Un arbitro di errori ne fa. Lei ricorda il più grosso?
«Nella terza gara di seria A In Sampdoria-Atalanta diedi un calcio di rigore d’istinto : ci fu un cross e il pallone finì non sul braccio ma sullo stomaco del calciatore dell’Atalanta, che alzando la maglietta mi fece vedere lo stampo del pallone. Ma l’arbitro deve difendere le proprie decisioni e io difesi la mia anche se era sbagliata».

In Qatar c’era un italiano ma non c’era l’Italia. Che effetto le ha fatto essere lì?
«Il primo effetto è stata la mia convocazione alla selezione in Portogallo. Qui mi trovai con tutti ragazzi giovani, mi avvicinai ai designatori e dissi: ma io qui cosa c’entro? Mi risposero che prima di tutto veniva la qualità non la carta di identità. È vero: l’Italia non c’era, in compenso al fianco avevo la mia famiglia».

Ma quale potrebbe essere il futuro di Daniele Orsato?
«Sono pronto ad un futuro da allenatore degli arbitri per mettere a disposizione tutto quello che ho imparato».

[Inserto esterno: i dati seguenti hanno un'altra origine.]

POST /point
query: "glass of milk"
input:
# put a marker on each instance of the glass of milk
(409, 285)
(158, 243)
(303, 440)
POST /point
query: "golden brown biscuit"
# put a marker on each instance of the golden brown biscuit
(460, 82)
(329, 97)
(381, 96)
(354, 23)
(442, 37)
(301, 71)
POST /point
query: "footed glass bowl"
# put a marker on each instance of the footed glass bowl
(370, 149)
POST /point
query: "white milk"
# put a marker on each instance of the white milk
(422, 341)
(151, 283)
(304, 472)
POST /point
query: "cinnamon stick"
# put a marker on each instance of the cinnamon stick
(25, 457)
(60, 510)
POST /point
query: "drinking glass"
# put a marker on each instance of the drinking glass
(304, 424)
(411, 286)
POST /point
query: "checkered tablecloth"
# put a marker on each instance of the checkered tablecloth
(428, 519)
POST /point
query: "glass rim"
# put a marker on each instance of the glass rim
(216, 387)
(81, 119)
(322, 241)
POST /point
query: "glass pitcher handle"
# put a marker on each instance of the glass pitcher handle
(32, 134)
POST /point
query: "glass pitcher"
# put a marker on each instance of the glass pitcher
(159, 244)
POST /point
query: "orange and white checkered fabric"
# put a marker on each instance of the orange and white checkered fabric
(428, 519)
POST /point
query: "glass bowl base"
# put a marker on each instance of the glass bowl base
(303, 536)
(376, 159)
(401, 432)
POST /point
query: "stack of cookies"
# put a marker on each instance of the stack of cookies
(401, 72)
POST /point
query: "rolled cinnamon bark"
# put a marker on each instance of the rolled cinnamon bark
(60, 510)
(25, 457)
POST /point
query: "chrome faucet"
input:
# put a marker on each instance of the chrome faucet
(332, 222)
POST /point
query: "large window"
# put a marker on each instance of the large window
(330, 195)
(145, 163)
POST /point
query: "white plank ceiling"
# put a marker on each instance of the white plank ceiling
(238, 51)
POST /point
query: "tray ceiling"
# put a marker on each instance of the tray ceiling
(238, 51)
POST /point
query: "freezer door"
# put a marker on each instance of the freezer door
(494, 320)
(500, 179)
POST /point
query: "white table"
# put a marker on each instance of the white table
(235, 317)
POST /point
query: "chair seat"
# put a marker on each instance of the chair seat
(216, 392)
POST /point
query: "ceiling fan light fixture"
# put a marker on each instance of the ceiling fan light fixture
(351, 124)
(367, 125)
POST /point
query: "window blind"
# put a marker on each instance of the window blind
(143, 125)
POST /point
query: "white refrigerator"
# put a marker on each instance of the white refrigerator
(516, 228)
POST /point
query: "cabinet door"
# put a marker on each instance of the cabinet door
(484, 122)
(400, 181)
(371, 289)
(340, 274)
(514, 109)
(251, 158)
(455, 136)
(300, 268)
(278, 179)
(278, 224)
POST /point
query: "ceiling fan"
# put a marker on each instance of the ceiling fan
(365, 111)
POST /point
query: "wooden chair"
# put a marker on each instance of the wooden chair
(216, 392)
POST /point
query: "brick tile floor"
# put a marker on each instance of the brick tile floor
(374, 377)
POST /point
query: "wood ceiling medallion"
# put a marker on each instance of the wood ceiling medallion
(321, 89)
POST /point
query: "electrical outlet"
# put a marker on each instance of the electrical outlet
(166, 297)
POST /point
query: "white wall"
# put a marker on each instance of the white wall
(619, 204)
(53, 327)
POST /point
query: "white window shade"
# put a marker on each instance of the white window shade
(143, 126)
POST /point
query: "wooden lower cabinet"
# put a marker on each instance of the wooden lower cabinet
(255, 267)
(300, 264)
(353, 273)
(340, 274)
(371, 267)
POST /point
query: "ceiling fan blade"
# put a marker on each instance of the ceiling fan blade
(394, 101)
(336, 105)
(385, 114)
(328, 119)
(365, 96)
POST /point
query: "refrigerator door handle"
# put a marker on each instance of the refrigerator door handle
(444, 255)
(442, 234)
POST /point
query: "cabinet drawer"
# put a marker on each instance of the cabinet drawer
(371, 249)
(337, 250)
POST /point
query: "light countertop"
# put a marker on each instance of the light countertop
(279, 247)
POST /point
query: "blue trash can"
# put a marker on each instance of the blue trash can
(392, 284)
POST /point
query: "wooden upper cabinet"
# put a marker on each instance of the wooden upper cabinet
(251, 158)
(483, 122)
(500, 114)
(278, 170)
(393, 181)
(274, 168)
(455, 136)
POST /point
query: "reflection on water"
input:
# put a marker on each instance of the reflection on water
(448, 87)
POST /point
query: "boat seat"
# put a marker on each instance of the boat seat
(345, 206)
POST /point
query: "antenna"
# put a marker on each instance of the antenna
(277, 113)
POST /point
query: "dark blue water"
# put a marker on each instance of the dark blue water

Ha dei riti che segue prima della partita?
«Quando si arriva allo stadio, lo dico anche ai miei collaboratori, bisogna spogliarsi del sorriso e nello spogliatoio ascoltiamo musica. Ho messo insieme una playlist che ormai ha 25 anni. Dai Dire Straits al monologo di “Ogni maledetta domenica” fino alle canzoni dei film di Rocky».

E in campo?
«C’è un gesto che faccio sempre e di cui non si era accorto nessuno. A scoprirlo è stato un arbitro giovanissimo. Quando entro in campo prendo il pallone e lo lancio in cielo. Questo è il saluto che faccio alla mia famiglia e nessun altro, prima di me, deve toccare quel pallone, neanche un bambino».

Il fischietto per un arbitro è come il violino per un musicista, ovvero una cosa unica?
«Il mio fischietto giallo ha fatto 274 gare di serie A, la Champions, gli Europei e i Mondiali. Ho poi un fischietto di riserva che tengo con me e che ha stampati i nomi dei miei due figli».

Il giocatore che in campo l’ha impressionata di più?
«Ibrahimovic, quando lo guardavo in campo perdevo secondi di concentrazione. Ricordo un Lazio-Inter nel 2009: un contropiede a metà campo, lui solleva al cielo il piede poi si porta avanti la palla con il tacco, scavalca gli ultimi due difensori , tira in porta e segna. Restai di sasso. Durante un Inter-Fiorentina quando gli assegnai una punizione mi disse: guarda che gol faccio adesso. Posizionò il pallone e tirò una cannonata che entrò in rete. Poi si girò e mi disse sorridendo: hai visto cosa ho fatto? E restai senza parole».